Schmitz was born in Caracas in 1967, and got his diploma from the capital's German-language high school. He then went to the German city of Bremen for vocational training, and later enrolled at Goethe University Frankfurt. Afterward, he started working for Deutsche Bank. He had planned to stay in Germany until one day in 1994, when his father asked him to take over the family business in Caracas. "It was a once-in-a-lifetime opportunity to take over and grow a family business," Schmitz said.

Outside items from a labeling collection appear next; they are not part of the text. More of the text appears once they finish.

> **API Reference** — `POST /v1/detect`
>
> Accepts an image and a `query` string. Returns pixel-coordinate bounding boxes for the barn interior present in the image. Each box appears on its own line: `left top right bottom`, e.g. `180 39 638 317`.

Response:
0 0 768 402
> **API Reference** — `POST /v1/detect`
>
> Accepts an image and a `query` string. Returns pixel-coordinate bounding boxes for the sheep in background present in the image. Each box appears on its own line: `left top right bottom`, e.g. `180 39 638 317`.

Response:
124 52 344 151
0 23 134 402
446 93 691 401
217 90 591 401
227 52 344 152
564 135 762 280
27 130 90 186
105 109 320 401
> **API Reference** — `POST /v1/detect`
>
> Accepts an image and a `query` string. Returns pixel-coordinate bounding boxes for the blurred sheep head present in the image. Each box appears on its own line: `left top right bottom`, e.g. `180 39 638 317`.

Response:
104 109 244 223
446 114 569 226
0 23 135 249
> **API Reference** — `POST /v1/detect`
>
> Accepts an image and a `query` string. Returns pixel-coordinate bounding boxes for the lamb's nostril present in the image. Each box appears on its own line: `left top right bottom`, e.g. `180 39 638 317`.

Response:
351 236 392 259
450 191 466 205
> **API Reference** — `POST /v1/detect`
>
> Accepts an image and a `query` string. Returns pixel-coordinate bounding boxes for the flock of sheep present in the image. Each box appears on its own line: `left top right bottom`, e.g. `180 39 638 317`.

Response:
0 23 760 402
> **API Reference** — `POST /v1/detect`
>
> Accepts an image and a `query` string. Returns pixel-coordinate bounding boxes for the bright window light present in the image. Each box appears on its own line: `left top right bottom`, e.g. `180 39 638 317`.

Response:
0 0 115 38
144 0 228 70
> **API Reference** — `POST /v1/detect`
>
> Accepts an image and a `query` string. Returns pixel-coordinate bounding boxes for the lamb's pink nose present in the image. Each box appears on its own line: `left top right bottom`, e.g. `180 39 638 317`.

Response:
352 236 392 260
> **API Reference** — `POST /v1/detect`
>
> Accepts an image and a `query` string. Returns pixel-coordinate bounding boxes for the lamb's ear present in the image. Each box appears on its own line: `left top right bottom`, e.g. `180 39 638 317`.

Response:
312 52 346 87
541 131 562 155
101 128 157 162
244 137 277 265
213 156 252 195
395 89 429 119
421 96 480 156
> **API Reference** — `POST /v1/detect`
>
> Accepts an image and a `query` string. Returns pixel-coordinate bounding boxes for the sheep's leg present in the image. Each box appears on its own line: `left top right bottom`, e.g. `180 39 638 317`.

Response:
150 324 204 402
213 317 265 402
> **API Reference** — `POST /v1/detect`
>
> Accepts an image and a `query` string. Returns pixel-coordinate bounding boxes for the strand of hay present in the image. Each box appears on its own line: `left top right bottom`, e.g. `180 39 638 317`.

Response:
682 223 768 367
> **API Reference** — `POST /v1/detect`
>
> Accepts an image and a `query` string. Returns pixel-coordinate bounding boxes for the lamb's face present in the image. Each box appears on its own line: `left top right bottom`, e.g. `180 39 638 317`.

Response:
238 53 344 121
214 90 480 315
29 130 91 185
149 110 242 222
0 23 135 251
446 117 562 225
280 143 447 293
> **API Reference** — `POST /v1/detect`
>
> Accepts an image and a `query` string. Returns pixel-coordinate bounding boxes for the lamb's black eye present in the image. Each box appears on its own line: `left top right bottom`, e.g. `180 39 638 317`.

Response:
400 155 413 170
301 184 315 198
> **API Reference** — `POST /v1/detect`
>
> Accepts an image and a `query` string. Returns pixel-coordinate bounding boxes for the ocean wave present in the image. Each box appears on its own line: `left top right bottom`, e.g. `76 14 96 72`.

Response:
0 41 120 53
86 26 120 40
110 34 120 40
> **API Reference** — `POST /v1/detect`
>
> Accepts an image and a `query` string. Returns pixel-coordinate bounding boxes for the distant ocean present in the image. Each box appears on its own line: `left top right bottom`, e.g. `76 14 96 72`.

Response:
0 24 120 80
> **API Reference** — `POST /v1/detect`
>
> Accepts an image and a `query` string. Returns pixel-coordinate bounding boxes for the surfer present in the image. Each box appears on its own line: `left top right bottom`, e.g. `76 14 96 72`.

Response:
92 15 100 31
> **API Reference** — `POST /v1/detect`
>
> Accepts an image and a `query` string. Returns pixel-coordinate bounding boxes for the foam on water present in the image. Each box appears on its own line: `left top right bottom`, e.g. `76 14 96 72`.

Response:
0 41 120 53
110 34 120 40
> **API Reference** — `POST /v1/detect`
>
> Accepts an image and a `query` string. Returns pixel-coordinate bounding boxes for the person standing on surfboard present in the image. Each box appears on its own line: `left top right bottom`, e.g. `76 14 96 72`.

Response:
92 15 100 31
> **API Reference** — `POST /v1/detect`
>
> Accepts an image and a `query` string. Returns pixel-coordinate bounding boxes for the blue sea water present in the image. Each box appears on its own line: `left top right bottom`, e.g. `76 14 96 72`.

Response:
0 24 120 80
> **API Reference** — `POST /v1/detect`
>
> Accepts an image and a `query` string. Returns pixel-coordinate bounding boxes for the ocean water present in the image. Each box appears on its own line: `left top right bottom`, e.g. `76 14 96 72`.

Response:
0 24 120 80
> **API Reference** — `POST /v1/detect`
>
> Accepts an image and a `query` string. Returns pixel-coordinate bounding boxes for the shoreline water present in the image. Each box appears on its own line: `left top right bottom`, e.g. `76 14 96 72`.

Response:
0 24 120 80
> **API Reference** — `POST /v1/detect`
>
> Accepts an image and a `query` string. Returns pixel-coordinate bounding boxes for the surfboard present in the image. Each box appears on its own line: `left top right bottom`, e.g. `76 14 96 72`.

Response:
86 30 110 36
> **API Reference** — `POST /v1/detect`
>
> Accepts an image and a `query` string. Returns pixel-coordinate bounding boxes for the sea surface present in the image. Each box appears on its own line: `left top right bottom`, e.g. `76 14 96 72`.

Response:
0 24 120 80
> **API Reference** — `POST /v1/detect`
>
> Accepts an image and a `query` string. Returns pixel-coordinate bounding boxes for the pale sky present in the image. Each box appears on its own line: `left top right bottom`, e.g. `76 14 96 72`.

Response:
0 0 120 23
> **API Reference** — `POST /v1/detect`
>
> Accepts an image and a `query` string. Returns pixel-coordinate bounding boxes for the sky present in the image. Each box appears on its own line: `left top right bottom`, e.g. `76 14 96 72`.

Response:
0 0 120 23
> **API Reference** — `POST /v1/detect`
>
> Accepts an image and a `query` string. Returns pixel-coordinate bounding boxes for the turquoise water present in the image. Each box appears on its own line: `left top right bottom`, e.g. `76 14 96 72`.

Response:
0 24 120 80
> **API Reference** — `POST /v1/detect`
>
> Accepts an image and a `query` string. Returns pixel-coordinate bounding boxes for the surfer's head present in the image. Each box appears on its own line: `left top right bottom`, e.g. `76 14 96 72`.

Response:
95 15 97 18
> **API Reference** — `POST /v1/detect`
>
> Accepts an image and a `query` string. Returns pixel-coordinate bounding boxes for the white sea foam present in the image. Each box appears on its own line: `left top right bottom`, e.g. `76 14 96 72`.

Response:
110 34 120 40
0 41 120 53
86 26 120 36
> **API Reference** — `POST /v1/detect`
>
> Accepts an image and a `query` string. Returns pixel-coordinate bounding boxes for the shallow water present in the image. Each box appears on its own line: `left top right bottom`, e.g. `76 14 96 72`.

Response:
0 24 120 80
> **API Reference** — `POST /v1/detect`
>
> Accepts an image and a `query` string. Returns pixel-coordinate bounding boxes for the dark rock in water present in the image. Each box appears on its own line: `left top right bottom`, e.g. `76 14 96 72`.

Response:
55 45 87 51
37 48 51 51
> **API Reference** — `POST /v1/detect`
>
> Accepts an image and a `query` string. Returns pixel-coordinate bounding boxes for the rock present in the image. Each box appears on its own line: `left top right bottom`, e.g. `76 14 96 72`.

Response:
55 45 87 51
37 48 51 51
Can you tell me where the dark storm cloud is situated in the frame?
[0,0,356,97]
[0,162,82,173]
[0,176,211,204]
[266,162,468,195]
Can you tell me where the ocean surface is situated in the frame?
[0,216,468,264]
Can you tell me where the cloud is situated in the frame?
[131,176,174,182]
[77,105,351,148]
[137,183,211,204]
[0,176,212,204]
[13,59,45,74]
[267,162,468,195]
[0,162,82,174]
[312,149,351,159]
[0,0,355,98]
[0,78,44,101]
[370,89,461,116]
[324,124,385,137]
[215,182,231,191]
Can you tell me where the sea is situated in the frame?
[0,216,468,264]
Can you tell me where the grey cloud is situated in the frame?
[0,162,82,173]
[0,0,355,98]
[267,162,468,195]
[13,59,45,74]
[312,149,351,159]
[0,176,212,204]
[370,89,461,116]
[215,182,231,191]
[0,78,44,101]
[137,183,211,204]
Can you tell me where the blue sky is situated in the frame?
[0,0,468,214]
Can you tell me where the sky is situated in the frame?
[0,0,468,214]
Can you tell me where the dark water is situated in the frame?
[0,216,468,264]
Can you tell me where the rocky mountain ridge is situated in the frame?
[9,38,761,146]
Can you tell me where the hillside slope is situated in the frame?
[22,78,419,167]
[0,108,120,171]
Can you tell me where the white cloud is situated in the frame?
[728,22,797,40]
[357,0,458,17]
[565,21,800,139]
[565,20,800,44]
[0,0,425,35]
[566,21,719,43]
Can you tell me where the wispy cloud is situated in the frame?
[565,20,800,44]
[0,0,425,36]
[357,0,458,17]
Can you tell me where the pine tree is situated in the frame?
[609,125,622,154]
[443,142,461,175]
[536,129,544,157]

In 1996, Schmitz returned to Venezuela to assume his new position at the helm of his father's company, in charge of 34 employees. Schmitz gradually turned the company into a manufacturer of school and office supplies, and business was booming. But when the socialist Hugo Chavez was elected president on December 6, 1998, change was on the horizon for Venezuela's elites. Schmitz remembers that day well. "We were really scared of this guy, and we were shocked," he said. "But we also thought nobody could be stupid enough to ruin this beautiful country."

 Thilo Schmitz (Privat)

As revenues have declined from $50 million to $1 million, Schmitz has laid workers off

At first, Schmitz's company continued to thrive. He refrained from publicly criticizing the new government, and managed to stay off its radar for a long time. "What we were doing was not relevant enough to them: We were not operating in the food industry or something like that," Schmitz said. Chavez's government had prioritized education, and Schmitz's school supplies were in great demand. And it certainly helped grease the wheels that his company also sold its products at discount prices to the poor.

The revolution falters

Chavez had intended to bring 21st-century socialism to Venezuela. He invested profits from oil exports into the welfare state, and the quality of life for many improved markedly. "Hugo Chavez accomplished a lot," Schmitz said. "But a socialist system based on subsidies and handouts can only work when you have deep pockets — and, when the price of oil plummets, you suddenly have a problem!"

Certain that Chavez would not be re-elected on December 3, 2006, Schmitz placed his hopes in the president's Social Democratic challenger, Manuel Rosales. But Chavez won easily. His victory speech at the Miraflores presidential palace was the final straw for Schmitz, who then decided that he had to get out of the country. "I decided to go — to Miami or Panama or Germany: It did not matter to me," Schmitz said. "Chavez's speech was so frightening, fanatical and aggressive; it shocked me." After familiarizing a successor with his company's operations, Schmitz moved back to Germany on August 8, 2008, and continued managing the business.

The company operated at a profit until Chavez died on March 5, 2013. When Chavez was succeeded by Nicolas Maduro, Schmitz decided to ramp up production. "New governments always want to create jobs, and that can only happen when you foster local industry, as we did," Schmitz said. This was his strategy for keeping the company operating under Venezuela's new president. "Over time, we learned what made Chavez tick," Schmitz said. "But we knew nothing about Maduro: Nobody had a clue what the future would bring under his rule!"

As Venezuela has grown increasingly isolated economically under Maduro, Schmitz's company, too, has suffered. "In the past, we used to generate $50 million in revenue," he said. "Today, we generate just $1 million." More and more of Schmitz's employees leave the country every year, emigrating to Colombia, Chile and the United States. With his business struggling, Schmitz had to ask some of his workers to take early retirement; he laid off others. Today, the company has only 65 employees. So, why has he not given up, as so many other businesses in Venezuela have? "We carry a certain responsibility towards our staff," Schmitz said. "The company must stay in business. And we are convinced that, someday, things will improve in Venezuela. And, when that moment arrives, I want to be there to witness it."